Regardless of their menacing appearance and trade name, Chinese High Fin Banded Sharks are actually rather peaceful. However, these sharks are generally voracious eaters but aren’t very active during most hours of the day. From juveniles to mature, Chinese High Fin Banded Sharks spend their days resting at the bottom of the tank. But they do get along well with other creatures, including other big fish in a community tank.


Tankmates of Chinese high fin shark

While there is a number of species that can live peacefully with Chinese High Fin Banded Sharks, it is essential that you choose tankmates carefully in order to maintain a positive environment. While these fish are quiet, they may be frightened if kept with highly aggressive tank mates.

As the Chinese high fin shark loves cooler water, you have to select other tank mates which also can thrive in such conditions.

You can keep multiple Chinese High Fin Banded Sharks in the same environment. Not only that, but a small group makes individuals feel more confident in safety. And when it comes to tank mates of different species, you can keep fish that can withstand cooler temperatures. Many goldfish varieties, koi, and loach species are popular combinations of choices.

Breeding Chinese High Fin Shark

Breeding Chinese High Fin banded sharks in captivity is impossible without the use of hormones.

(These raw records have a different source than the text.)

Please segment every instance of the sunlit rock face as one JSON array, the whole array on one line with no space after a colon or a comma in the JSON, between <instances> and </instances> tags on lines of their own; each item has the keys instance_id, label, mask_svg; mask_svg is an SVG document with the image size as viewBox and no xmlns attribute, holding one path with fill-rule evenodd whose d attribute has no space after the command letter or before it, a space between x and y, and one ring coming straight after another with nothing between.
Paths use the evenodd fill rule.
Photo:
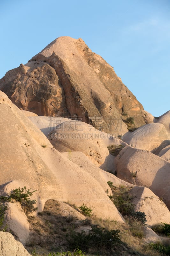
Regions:
<instances>
[{"instance_id":1,"label":"sunlit rock face","mask_svg":"<svg viewBox=\"0 0 170 256\"><path fill-rule=\"evenodd\" d=\"M122 120L128 117L135 127L148 122L113 68L81 38L55 40L27 64L7 72L0 90L21 109L80 120L115 136L127 132Z\"/></svg>"}]
</instances>

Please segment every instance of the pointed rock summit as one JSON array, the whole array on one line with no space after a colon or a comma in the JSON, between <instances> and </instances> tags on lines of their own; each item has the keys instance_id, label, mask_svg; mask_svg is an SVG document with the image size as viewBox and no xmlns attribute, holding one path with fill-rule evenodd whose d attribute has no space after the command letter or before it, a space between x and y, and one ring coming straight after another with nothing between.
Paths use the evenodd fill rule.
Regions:
<instances>
[{"instance_id":1,"label":"pointed rock summit","mask_svg":"<svg viewBox=\"0 0 170 256\"><path fill-rule=\"evenodd\" d=\"M148 122L113 68L81 38L54 40L27 64L7 72L0 90L21 109L81 120L115 136L126 133L127 124L129 129Z\"/></svg>"}]
</instances>

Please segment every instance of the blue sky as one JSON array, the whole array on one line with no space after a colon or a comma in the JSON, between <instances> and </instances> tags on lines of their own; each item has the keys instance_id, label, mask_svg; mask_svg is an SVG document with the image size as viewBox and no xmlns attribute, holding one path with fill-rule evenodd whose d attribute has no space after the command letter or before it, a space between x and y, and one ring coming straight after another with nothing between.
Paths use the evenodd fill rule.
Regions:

In the wild, these fish are migratory, moving toward shallow waters to lay eggs during their breeding season. After breeding these fish go back to the deeper sections of the river. These conditions occur in nature and are extremely difficult to replicate. Therefore, captive breeding typically involves hormones, but it’s easy to get too much and kill your fish. Most of the time the fish go through stressful activities when they are artificially bred using hormones.


If you can manage fully grown adults and maintain water qualities and parameters in big ponds or other aquaria, the Chinese high fin sharks can be an amazing addition. However, the average aquarists or newbies to the hobby should avoid raising such large fish without being aware of the responsibilities of adopting a huge fish. There are beginners friendly fish like Polar Blue Parrot Cichlid, Red Empress Cichlid, Platy Fish , Angelfish Live, Goldfish that they can try before going for the big boys!